We constantly come up against social injustices that we recognize as wrong and illogical. The victims of these injustices in many cases have no one to turn to, especially if they worry that if they gather their courage and attempt to stop these abuses, they will face retaliation. Even if there are places of refuge to go to, they may feel uncomfortable doing so.
As I wrote this, I admit that I was afraid. At a time when Baylor is recovering from a scandal resulting from not reporting sexual assault on campus, I wondered, how much am I allowed to say? What if by saying something, I’ll be hurting my future career, or even nearer than that, harming my education at Baylor? What if I try to talk about something important but end up saying nothing? What if I’m ridiculed because I didn’t say it well enough?
But then I realized that this self-censoring atmosphere has to stop.
On the behalf of these victims, we must create a dialogue about these injustices on campus. Because if we who are not victims are afraid to even mention the topic, how much more difficult must it be for them?
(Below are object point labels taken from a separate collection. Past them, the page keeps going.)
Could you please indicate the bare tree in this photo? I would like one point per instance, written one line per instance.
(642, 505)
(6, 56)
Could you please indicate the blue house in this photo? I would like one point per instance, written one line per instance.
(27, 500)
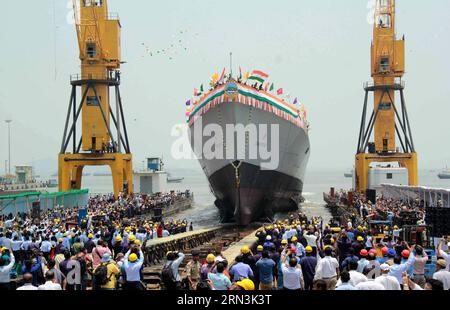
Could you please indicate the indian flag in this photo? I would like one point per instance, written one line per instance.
(258, 76)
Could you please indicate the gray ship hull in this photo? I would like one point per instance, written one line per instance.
(252, 192)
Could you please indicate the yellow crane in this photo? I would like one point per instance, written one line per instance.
(389, 122)
(98, 33)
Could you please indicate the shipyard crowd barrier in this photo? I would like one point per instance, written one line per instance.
(155, 250)
(431, 197)
(23, 203)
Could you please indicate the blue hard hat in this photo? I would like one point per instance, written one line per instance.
(391, 253)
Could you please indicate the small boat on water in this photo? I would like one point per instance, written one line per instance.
(349, 173)
(172, 179)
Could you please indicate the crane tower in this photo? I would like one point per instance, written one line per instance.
(389, 122)
(98, 33)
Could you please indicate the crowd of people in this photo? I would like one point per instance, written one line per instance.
(74, 252)
(303, 254)
(298, 253)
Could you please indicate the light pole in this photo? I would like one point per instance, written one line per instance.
(9, 121)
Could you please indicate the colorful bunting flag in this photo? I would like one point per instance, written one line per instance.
(222, 77)
(258, 76)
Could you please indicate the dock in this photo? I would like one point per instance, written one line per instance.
(227, 239)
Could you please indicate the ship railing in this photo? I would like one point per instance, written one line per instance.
(398, 84)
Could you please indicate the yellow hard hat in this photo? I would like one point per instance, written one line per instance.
(245, 250)
(210, 258)
(247, 284)
(132, 258)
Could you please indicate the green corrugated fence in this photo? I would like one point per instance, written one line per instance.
(12, 204)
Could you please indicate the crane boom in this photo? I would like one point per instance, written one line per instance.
(388, 122)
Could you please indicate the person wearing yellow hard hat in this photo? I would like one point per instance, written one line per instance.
(240, 270)
(132, 265)
(193, 269)
(118, 247)
(243, 285)
(265, 271)
(170, 274)
(299, 247)
(98, 252)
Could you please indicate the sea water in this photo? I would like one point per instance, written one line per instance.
(204, 214)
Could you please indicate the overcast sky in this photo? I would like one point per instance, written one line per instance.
(316, 50)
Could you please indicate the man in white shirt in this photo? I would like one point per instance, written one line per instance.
(390, 283)
(442, 254)
(28, 283)
(49, 284)
(328, 269)
(292, 274)
(442, 274)
(5, 269)
(369, 286)
(345, 284)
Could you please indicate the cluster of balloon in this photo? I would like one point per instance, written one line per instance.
(180, 44)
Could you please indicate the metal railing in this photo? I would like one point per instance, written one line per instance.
(111, 76)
At the same time that Baylor is attempting to implement the recommendations of Pepper Hamilton, an independent law firm that was hired to investigate the university’s handling of sexual assault cases, sexual assault has become a taboo topic on campus. References to sexual assault in conversation have been extremely vague. Alluding to the sexual assault scandal as “what happened during the summer” has become part of common rhetoric.
The general consensus is that everyone knows what happened, but no one wants to talk about it. Students are afraid that by speaking publicly about sexual assault and how it has changed Baylor campus, they will harm their reputations or otherwise get in trouble for having their opinions. Particularly, a student’s right to speak about the implementation of Title IX recommendations is becoming increasingly ambiguous, especially in the wake of the resignation of former Title IX coordinator Patty Crawford.
When students hear Crawford’s claims that Baylor didn’t listen to her concerns about the handling of Title IX recommendations, they may conclude that they cannot address the issue. However, students being afraid to speak about the situation simply adds to the atmosphere of secrecy created when Baylor did not report incidences of sexual assault in the past. Voicing your concerns quietly to close friends feeds into that atmosphere of secrecy.
There will never be a perfect time or place to address sexual assault. Waiting for the optimal moment only allows more time to pass when these injustices could be stopped. Nor is there a perfect individual meant to speak out. Everyone has the potential inside them to say something. Yes, there will always be someone smarter, braver and stronger, but you should say something despite that. Even if you don’t have all the solutions, you only need one.